La grande notizia? I venti minuti di Justin Kluivert. Talento puro e rabbia. Farà straparlare di sé. Entra e sconvolge la Roma, fin lì piatta e macchinosa. Il raid stile Fantomas a tutto campo e il sofisticatissimo colpo con cui a fine partita evoca la magnificenza al volo di Dzeko sono i tre punti ma è anche l’autorizzazione che i tifosi aspettavano a cuore spalancato per riavviare la macchina dei sogni. Pastore la cattiva notizia. Un pianto. Pastore uguale patire. Ondeggia tra calligrafia ed evanescenza. Non gli manca la volontà, gli manca di diventare corpo nello spazio. Per ora è solo corpo nello strazio. L’esatto contrario di Nainggolan. Fisicamente surclassato, perde palloni su palloni. E quando gli arriva l’occasione monumentale a metà ripresa, impossibile sbagliare, lui esita, là dove il selvaggio Radja non avrebbe esitato.

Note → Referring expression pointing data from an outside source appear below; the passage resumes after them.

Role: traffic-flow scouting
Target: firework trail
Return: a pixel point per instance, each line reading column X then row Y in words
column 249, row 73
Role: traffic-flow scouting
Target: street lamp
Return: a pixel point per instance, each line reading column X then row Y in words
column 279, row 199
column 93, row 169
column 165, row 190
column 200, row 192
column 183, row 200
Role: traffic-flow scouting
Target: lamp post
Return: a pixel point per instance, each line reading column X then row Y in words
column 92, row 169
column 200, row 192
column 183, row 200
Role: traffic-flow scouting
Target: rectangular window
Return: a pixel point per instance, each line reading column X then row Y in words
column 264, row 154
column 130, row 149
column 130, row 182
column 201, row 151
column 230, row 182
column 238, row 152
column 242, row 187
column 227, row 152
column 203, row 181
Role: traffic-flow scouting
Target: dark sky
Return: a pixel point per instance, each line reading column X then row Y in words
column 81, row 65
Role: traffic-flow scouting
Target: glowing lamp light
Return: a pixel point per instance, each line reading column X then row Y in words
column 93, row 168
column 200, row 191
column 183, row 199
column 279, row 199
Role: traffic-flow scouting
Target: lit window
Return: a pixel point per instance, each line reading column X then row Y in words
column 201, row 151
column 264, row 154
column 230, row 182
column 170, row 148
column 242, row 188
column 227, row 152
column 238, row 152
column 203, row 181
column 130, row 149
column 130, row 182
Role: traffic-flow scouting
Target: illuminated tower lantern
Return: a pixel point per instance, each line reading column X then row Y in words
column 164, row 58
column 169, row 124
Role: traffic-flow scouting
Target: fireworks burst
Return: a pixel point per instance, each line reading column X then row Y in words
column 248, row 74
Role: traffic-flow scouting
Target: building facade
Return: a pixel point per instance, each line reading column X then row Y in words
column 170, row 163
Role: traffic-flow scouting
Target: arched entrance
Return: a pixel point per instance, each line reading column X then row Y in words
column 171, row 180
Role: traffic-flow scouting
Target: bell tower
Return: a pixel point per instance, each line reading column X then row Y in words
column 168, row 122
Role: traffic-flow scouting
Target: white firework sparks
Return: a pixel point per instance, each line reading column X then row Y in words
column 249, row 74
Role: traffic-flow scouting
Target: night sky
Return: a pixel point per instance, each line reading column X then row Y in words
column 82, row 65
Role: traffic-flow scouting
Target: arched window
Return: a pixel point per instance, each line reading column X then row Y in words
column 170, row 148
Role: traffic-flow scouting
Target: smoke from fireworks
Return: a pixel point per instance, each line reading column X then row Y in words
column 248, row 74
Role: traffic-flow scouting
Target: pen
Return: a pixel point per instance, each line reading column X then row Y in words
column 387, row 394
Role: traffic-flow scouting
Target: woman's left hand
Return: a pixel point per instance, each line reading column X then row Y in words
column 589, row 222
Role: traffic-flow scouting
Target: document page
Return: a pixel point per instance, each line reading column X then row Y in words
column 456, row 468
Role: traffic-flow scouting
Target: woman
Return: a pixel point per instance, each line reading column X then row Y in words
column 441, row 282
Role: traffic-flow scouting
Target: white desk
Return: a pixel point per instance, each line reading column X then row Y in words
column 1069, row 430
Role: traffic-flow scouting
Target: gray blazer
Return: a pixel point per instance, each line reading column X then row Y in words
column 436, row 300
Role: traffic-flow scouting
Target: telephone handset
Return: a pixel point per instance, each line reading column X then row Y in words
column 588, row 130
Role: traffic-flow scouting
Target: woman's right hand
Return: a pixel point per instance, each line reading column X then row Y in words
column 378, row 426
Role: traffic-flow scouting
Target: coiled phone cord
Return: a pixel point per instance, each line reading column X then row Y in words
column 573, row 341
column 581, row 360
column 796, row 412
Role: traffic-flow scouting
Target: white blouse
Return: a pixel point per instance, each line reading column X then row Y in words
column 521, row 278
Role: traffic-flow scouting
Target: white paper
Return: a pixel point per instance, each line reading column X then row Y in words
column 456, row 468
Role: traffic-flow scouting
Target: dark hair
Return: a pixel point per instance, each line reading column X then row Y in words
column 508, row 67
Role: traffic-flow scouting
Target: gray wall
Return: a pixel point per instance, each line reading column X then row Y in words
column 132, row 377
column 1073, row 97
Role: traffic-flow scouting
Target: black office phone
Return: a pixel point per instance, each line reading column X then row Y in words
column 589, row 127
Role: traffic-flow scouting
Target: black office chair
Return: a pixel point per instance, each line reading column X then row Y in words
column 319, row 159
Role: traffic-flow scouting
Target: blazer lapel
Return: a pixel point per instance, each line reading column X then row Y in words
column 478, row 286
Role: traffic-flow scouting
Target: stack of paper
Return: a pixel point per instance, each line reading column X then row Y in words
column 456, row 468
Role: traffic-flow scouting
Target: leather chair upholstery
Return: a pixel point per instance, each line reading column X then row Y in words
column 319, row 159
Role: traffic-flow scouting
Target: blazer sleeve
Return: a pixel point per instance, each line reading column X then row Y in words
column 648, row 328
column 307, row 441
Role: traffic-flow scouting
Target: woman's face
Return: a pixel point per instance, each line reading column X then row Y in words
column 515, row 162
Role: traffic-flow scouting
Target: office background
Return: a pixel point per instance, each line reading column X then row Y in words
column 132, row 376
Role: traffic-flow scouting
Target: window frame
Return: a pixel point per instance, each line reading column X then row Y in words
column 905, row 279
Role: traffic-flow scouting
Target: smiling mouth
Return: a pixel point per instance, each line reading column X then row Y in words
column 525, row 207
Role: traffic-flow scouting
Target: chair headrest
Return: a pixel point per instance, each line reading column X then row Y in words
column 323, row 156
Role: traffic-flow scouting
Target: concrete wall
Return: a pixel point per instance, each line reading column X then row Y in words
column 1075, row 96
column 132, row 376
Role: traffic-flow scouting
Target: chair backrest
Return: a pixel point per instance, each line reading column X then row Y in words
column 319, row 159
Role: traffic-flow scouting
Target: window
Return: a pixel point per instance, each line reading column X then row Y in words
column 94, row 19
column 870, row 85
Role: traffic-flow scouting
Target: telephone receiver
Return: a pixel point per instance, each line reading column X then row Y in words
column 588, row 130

Questo per dire e disdire della nuova Roma vista a Torino (rivedibile Olsen, incollato tra i pali come fosse chiodato e suicida in un quasi autogol, poi qualche discreto intervento, non giudicabile Cristante). L’apparizione di Kluivert ribalta non solo il risultato, ma anche certe funeste, incalzanti fantasie su cosa sia la rivoltata Roma di Monchi e di Eusebio. Un calpestabile guscio di noce o una Potemkin satura di chili e di centimetri? Che sogni nel cassetto, feste ubriacanti o vecchi calzini?

Non bastano i tre punti di Torino per saperlo. Eusebio per primo, alla vigilia, aveva onestamente confessato l’eleganza del dubbio contro la banalità della certezza. Giusto, solo le stelle e i pesci rossi non dubitano. Nel dubbio, Eusebio sceglie la banalità. Quello che sa. Vecchia guardia più Pastore in mezzo e Olsen in porta. Ma non funziona. Primo tempo tra botte di noia e botte di calore. La Roma fa possesso, ma la palla si muove lenta e scolastica. Mancano le smanie. Manca l’invenzione. Il talento che strappa il copione. Manca Justin Kluivert.

Contro un Toro niente di che, più che dai limiti suoi penalizzato da quelli del suo allenatore. L’unico schema, tutti dietro e lancio lungo su Belotti. Quando si accorgono, a inizio secondo tempo, che la Roma non c’è, se ne fregano del suo tremebondo in panchina e si fanno sotto. La Var decifra quei pochi centimetri, nel gol di Iago Falque, che avrebbero precipitato De Rossi e compagni. Ci vuole coraggio. Il coraggio di cambiare.

Il coraggio di credere nel talento. Ci vuole e ci vorrà sempre, più che mai, Justin Kluivert. Lo vogliono i tifosi, lo vuole la squadra, lo vuole, fortissimamente, Dzeko.